Fonte: Fonte: Enciclopédia da Música Brasileira - Art Editora e Publifolha - 1998 - SP.

domingo, 26 de março de 2006

Jura


"Jura" é o maior sucesso de Sinhô. Bem representativo da última e melhor fase do compositor, mostra algumas características marcantes de seu estilo, como a repetição de palavras no início do estribilho- "Jura, jura, jura..." -, com orações que transbordam de um verso para outro, e o decantado pernosticismo, presente, mais uma vez, na atrevida imagem do "beijo puro da catedral do amor". Tudo isso sobre um fraseado musical simples, original, ao mesmo tempo alegre e sentimental, entrecortado de síncopes, uma herança do maxixe.

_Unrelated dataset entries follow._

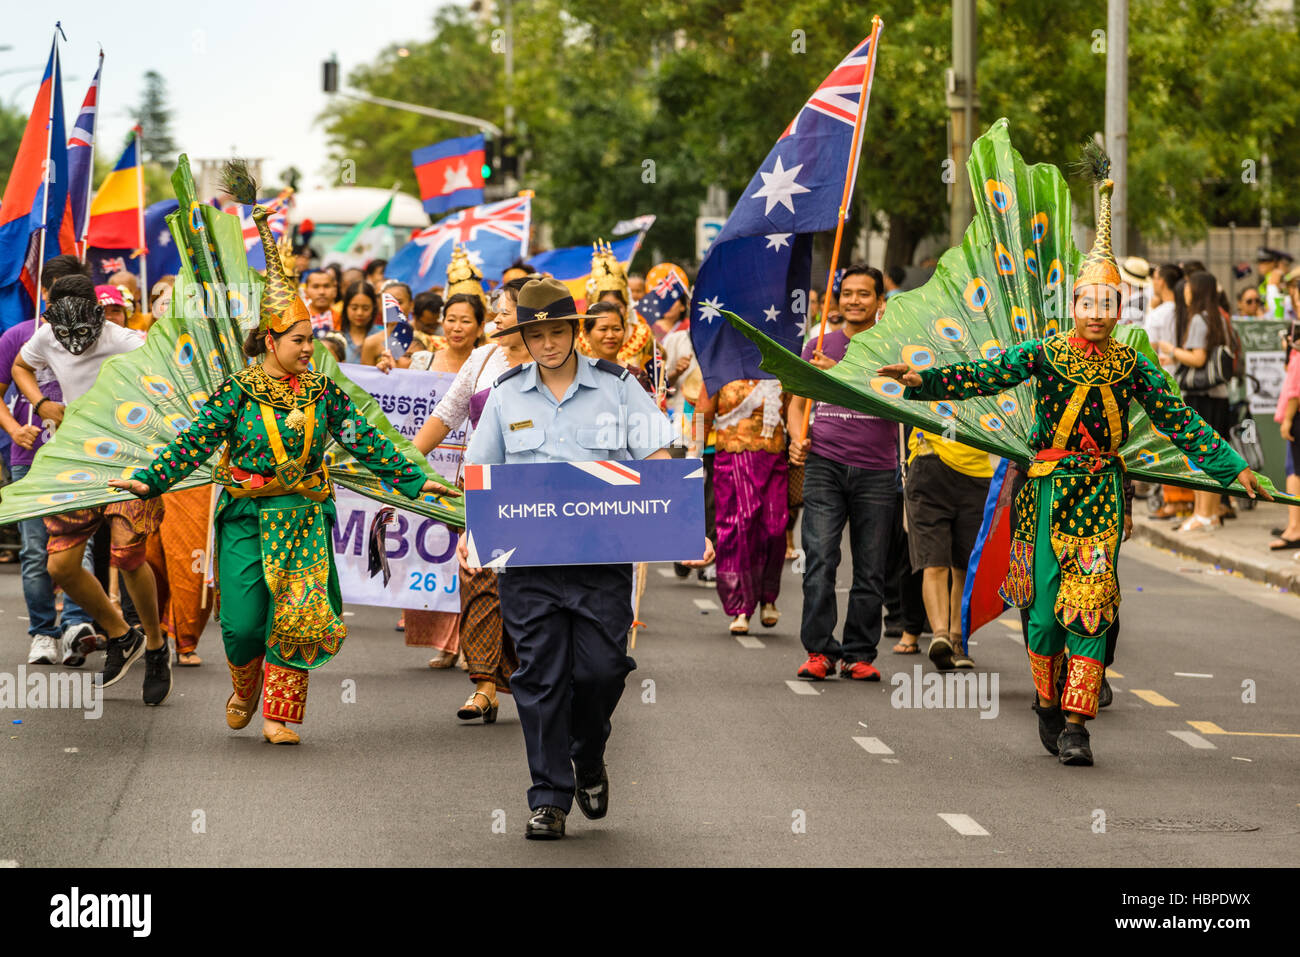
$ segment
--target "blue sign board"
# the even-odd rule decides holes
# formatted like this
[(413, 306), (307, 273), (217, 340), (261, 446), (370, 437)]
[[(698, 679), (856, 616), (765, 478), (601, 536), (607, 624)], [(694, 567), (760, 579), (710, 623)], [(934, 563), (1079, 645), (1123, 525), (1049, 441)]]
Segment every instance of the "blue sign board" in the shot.
[(699, 459), (465, 466), (469, 563), (689, 561), (704, 554)]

Lançado por Araci Côrtes na revista Microlândia, reprisado em Miss Brasil, e gravado simultâneamente por Araci e Mário Reis, em fins de 1928, "Jura" foi uma das músicas mais cantadas no Brasíl nos anos seguintes. O jornalista Jota Efegê (João Ferreira Gomes), que assistiu a estréia de "Jura" no teatro, relembrou o fato em interessante artigo publicado em O Jornal, muitos anos depois.

Conta Efegê que a platéia exigiu a repetição do número várias vezes, tendo Sinhô subido ao palco onde, abraçado a Araci, recebeu do público verdadeira consagração, Detalhe pitoresco ressaltado pelo jornalista foi a maneira como o espanhol Antonio Rada, maestro do espetáculo, "conduzia a orquestra, dançando e fazendo vibrar uma espécie de chocalho, comunicando aos músicos seu allegro molto vivo".

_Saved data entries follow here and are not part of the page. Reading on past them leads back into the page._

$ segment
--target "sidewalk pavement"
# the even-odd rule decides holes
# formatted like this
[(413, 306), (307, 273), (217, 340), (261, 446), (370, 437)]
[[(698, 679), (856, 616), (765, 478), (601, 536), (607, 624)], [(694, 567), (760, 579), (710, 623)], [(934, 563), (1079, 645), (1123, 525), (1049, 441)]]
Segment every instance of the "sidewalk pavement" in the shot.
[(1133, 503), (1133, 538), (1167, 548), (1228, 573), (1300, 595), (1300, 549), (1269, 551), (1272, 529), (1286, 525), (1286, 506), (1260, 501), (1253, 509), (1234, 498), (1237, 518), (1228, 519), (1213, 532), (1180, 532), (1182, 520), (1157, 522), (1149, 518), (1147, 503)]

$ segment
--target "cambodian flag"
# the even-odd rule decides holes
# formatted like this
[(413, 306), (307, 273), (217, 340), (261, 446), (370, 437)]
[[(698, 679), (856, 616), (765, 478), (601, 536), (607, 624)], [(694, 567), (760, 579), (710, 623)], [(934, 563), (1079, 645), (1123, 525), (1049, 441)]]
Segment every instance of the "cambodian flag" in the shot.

Jura (samba, 1928) - José Barbosa da Silva (Sinhô) - Interpretação: Mário Reis

Disco 78 rpm / Título da música: Jura / José Barbosa da Silva "Sinhô" (Compositor) / Mário Reis (Intérprete) / Orquestra Pan American (Acomp.) / Gravadora: Odeon / Nº do Álbum 10278-a / Nº da Matriz: 2070 / Lançamento: Novembro/1928 / Gênero musical: Samba / Coleções: IMS, Nirez



Gravação de Araci Côrtes também em 1928:

Disco 78 rpm / Título da música: Jura / José Barbosa da Silva "Sinhô" (Compositor) / Araci Côrtes (Intérprete) / Simão Nacional Orquestra (Acomp.) / Gravadora: Parlophon / Nº do Álbum 12868-a / Nº da Matriz: 2071 £ / Lançamento: Novembro/1928 / Gênero musical: Samba / Coleções: Nirez, José Ramos Tinhorão, Humberto Franceschi



A6 ---Bm6 --E7(9)------- A6 ----------------E/B
Jura, jura, jura pelo Senhor / Jura pela imagem
---------------B7 --------E7/B------------- E7
Da Santa Cruz do Redentor / Pra ter valor a tua...

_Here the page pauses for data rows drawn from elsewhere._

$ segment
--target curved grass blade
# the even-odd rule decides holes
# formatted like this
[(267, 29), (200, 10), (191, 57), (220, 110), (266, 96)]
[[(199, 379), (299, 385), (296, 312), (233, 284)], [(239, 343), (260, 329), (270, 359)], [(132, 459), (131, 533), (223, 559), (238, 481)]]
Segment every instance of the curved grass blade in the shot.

A6---- Bm6--E7(9) -------A6--- A7
Jura, jura, jura de coração / Para que um dia
----------------D -------Dm7 A ---------------E7--------- A
Eu possa dar-te o amor / -----Sem mais pensar na ilusão

-----------E7----------- A ------------Bm7------ E7--------- A
Daí então dar-te eu irei / O beijo puro da catedral do amor
-------------------E7------------------ A
Dos sonhos meus / Bem junto aos teus
------------Bm7---------- E7------ A
Para fugirmos das aflições da dor



Fonte: A Canção no Tempo - Vol. 1 - Jairo Severiano e Zuza Homem de Mello - Editora 34.